I work in the business. That doesn’t mean I am expert, but I am, I believe…a “voice of reason”.
The key difference between bundled loans and Wall Streets normal fare of products is that bundled loans are actually many individually owned assets (or liabilities depending on your view point). Joe Smith down the road is the cash source. And Joe Smith was a sub prime borrower who took out a loan far above what his income allowed.
Montana on February 16, 2008 at 2:35 AM
We’ll have to agree to disagree then.
voiceofreason on February 16, 2008 at 7:19 AM
That depends. Do you consider 8% a “teaser” rate? That was pretty much the average I could get for someone with a FICO less than 600. The plan was to get a mortgage you could afford, hold it for two or three years while you got your credit issues resolved (Usually, adding a mortgage and paying your bills on time was enough to accomplish this), then refinance to a 30-year fixed.

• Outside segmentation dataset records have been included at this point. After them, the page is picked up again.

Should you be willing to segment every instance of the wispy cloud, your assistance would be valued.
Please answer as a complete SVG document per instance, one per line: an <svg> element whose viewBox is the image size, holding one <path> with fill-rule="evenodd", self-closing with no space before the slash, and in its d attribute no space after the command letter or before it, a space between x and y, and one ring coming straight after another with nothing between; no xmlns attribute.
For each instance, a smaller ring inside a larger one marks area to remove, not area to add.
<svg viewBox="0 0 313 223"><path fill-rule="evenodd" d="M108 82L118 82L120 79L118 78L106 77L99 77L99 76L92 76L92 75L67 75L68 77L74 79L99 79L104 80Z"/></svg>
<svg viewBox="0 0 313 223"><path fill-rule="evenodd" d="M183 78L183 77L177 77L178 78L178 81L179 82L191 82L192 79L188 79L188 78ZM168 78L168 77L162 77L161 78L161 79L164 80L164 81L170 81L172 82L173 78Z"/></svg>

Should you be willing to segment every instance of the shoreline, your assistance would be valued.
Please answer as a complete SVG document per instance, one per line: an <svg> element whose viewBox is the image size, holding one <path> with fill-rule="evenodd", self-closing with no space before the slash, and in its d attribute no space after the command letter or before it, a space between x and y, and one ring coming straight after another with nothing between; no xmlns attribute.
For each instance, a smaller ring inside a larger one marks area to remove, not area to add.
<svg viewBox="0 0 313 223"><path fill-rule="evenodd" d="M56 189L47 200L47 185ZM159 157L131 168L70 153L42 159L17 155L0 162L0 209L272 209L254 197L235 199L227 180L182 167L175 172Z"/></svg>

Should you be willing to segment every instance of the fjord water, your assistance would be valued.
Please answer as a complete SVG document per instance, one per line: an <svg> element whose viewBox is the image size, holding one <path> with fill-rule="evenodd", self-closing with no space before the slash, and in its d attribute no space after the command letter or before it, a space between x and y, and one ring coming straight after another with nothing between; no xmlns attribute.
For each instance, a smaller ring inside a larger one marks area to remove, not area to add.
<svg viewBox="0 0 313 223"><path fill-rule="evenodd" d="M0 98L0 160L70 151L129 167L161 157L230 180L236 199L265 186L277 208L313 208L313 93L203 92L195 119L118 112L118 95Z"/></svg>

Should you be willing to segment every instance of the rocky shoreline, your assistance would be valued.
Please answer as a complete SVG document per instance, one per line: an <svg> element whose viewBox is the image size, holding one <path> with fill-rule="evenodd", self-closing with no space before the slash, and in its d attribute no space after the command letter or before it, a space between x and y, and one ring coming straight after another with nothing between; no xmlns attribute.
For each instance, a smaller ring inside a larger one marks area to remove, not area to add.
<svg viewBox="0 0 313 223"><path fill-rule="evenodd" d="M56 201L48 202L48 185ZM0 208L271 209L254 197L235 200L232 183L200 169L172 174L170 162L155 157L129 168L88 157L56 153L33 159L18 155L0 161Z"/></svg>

As for the loan going to term, in what world do you live in? I lived in my first house for seven years, so that mortage didn’t go to term. I’m in my second house and have refinanced twice. My parents lived in the house I grew up in for twenty-one years. Bottom line: mortgages very rarely go to term.
The one thing that did concern me is that the lenders were allowing very high debt-to-income ratios. In some cases, borrowers were allowed a payment that was 55% of their gross income. When I had a client that was going for a loan with that high of a DTI, I spelled it out for them and asked them again if they felt they could swing that kind of payment.